Installée à Wassandé, localité située à 80 kilomètres de Ngaoundéré, la Société de Développement de la culture et de la transformation du Blé (SODEBLE) a officialisé sa chute en avril 1988. Les vestiges de cet ambitieux projet étatique toujours perceptibles sur le site attendent d’être réhabilités.
Vues au loin, des hautes tours métalliques qui servaient autrefois de silos de stockage à la SODEBLE. Tout à côté, s’étend à perte de vue un paysage identique à celui de ces plaines céréalières américaines, qui laisse croire que le complexe céréalier autrefois siège de l’une des plus grandes entreprises agricoles du Cameroun, remplit encore ses fonctions. Que non!

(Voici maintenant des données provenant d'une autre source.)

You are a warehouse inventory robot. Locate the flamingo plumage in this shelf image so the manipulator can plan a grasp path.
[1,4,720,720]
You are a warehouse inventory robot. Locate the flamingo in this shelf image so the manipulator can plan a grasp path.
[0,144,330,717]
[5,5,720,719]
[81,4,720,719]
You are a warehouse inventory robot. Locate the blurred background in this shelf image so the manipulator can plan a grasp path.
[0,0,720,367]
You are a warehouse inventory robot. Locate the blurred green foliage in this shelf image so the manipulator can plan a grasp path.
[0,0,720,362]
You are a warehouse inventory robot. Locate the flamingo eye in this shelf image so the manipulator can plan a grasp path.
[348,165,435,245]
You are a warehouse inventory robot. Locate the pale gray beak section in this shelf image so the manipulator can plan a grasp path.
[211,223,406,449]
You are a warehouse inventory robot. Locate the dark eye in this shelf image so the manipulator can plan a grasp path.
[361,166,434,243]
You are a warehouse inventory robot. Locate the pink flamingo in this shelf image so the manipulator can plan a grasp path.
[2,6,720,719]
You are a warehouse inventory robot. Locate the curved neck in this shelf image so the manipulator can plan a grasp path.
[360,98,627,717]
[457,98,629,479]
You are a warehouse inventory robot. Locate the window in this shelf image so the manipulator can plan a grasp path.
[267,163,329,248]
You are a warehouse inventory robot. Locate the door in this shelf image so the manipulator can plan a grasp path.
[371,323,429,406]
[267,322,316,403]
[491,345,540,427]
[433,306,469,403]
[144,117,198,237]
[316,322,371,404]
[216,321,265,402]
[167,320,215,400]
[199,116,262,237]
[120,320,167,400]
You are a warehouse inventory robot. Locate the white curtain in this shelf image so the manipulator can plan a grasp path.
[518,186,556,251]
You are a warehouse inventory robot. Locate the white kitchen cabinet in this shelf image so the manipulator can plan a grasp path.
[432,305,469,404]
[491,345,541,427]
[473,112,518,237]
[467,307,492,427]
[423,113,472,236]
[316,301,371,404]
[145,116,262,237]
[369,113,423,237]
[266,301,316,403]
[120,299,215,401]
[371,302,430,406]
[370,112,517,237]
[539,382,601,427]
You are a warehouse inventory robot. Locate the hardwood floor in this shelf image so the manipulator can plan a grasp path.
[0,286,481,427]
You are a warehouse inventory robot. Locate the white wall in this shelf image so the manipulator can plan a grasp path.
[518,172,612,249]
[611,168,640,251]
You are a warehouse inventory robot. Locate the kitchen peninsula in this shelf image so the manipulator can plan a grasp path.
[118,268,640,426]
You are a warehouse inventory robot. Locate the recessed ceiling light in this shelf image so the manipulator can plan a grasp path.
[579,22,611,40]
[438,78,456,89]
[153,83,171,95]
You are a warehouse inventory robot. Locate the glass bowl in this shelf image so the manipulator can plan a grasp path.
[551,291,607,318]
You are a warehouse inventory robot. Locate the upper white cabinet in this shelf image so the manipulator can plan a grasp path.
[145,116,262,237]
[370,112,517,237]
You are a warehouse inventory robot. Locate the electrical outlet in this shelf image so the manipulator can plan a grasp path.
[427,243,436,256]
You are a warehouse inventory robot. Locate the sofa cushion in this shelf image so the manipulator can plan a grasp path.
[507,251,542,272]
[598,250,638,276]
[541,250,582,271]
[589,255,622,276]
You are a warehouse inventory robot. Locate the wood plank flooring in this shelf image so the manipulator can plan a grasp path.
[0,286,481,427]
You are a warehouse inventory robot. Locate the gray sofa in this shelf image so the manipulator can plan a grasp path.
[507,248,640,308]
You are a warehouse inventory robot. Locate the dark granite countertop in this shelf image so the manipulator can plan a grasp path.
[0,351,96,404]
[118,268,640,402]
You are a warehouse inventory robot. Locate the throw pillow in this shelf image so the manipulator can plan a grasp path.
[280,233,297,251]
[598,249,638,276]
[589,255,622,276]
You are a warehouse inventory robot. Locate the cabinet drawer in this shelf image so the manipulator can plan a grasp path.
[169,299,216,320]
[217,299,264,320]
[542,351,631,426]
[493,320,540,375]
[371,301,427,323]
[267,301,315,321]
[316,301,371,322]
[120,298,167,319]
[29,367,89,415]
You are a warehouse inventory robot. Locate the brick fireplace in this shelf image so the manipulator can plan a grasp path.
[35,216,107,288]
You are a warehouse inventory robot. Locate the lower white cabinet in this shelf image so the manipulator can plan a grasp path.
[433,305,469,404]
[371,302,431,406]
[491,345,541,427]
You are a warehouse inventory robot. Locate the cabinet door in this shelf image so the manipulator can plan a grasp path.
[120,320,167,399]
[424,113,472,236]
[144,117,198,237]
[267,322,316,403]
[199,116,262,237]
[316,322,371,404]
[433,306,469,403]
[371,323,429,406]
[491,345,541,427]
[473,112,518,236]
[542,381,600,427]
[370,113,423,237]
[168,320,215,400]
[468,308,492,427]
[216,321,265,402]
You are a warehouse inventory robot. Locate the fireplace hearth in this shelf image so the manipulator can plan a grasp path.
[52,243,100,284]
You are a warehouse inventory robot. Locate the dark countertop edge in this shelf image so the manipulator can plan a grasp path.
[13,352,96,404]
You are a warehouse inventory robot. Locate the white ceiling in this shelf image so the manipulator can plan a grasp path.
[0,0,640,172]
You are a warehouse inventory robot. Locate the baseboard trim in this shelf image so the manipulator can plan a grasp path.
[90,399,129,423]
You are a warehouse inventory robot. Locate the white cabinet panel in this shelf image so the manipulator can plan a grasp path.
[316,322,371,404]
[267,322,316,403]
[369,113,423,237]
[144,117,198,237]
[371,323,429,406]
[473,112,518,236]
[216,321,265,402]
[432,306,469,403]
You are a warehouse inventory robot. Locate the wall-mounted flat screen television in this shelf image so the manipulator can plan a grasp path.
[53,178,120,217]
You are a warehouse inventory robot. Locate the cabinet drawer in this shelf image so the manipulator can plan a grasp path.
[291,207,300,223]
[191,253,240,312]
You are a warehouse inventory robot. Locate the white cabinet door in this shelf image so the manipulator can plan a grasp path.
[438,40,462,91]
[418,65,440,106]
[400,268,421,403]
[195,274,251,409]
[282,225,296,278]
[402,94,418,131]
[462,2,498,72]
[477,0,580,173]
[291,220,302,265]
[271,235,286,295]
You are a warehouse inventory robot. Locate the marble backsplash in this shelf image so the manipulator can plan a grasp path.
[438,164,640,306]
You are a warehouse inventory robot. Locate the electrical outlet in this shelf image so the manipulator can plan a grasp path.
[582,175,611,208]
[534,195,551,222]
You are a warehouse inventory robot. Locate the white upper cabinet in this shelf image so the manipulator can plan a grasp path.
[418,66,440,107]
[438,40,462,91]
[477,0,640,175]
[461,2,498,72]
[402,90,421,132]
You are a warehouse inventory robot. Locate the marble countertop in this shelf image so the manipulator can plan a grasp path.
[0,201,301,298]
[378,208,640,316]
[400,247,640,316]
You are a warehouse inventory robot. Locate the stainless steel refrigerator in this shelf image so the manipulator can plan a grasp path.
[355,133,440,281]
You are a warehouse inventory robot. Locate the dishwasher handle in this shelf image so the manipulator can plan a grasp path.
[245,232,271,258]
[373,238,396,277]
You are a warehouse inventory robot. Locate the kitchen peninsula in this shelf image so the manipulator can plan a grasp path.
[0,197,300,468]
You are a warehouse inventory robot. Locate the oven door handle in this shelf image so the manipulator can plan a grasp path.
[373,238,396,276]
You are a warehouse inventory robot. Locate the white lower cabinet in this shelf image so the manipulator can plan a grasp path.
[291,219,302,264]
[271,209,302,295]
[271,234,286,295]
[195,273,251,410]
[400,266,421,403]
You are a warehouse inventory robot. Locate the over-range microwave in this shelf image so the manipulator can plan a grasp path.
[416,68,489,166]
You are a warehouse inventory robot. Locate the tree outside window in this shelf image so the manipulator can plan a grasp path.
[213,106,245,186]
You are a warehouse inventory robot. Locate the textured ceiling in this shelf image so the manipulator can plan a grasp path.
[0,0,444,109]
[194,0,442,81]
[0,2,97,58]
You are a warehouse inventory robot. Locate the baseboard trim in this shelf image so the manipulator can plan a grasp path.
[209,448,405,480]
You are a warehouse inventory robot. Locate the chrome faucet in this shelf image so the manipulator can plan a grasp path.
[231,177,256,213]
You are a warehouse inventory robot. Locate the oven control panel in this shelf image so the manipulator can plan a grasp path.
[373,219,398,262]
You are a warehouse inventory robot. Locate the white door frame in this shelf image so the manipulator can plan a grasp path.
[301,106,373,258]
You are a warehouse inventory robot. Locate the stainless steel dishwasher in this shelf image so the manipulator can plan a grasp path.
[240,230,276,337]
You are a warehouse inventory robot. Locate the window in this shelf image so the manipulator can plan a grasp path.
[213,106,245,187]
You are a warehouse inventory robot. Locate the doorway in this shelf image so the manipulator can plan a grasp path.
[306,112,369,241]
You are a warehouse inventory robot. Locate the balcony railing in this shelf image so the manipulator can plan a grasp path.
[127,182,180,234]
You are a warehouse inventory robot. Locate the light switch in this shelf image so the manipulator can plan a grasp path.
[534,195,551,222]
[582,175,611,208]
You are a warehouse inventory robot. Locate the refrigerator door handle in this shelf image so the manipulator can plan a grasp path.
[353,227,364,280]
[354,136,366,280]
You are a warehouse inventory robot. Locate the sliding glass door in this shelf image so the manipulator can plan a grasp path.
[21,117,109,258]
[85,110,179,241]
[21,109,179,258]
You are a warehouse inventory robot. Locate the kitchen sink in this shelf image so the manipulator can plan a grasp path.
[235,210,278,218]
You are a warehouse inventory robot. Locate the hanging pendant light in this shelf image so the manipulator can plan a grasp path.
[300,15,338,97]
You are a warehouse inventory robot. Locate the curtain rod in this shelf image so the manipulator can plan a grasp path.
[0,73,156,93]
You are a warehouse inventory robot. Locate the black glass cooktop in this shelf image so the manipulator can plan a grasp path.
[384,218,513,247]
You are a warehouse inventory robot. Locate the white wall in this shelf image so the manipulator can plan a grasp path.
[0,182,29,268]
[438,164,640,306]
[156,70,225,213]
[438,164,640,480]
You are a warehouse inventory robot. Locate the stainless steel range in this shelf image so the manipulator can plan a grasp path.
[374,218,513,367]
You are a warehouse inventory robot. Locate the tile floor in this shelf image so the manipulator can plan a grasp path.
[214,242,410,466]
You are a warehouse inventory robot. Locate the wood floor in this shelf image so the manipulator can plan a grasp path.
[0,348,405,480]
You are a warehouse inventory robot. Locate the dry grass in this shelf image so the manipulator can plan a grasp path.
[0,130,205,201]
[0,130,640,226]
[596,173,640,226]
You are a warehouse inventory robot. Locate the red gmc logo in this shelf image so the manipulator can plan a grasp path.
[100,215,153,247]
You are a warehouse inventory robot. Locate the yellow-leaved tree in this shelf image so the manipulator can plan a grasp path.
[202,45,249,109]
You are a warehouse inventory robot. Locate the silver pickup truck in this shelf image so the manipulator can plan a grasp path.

Une fois sur site, tout est calme. Les entrées et sorties incessantes des camions et des tracteurs, les interminables passages des avions agricoles volant d’un bout à l’autre du site des parcelles à ensemencer, le ballet des agents techniques, des travailleurs agricoles et des manœuvres qui animaient jadis le site, ont laissé place aux chants d’oiseaux et au beuglement des bovins. Difficile de s’imaginer que 800 personnes travaillaient sur place en 1978.
Les villas des cadres et le campement des manœuvres de la société sont en décrépitude. Les engins en bon état de fonctionnement à la fermeture de l’usine, ne sont plus que des amas de ferraille envahis par la broussaille.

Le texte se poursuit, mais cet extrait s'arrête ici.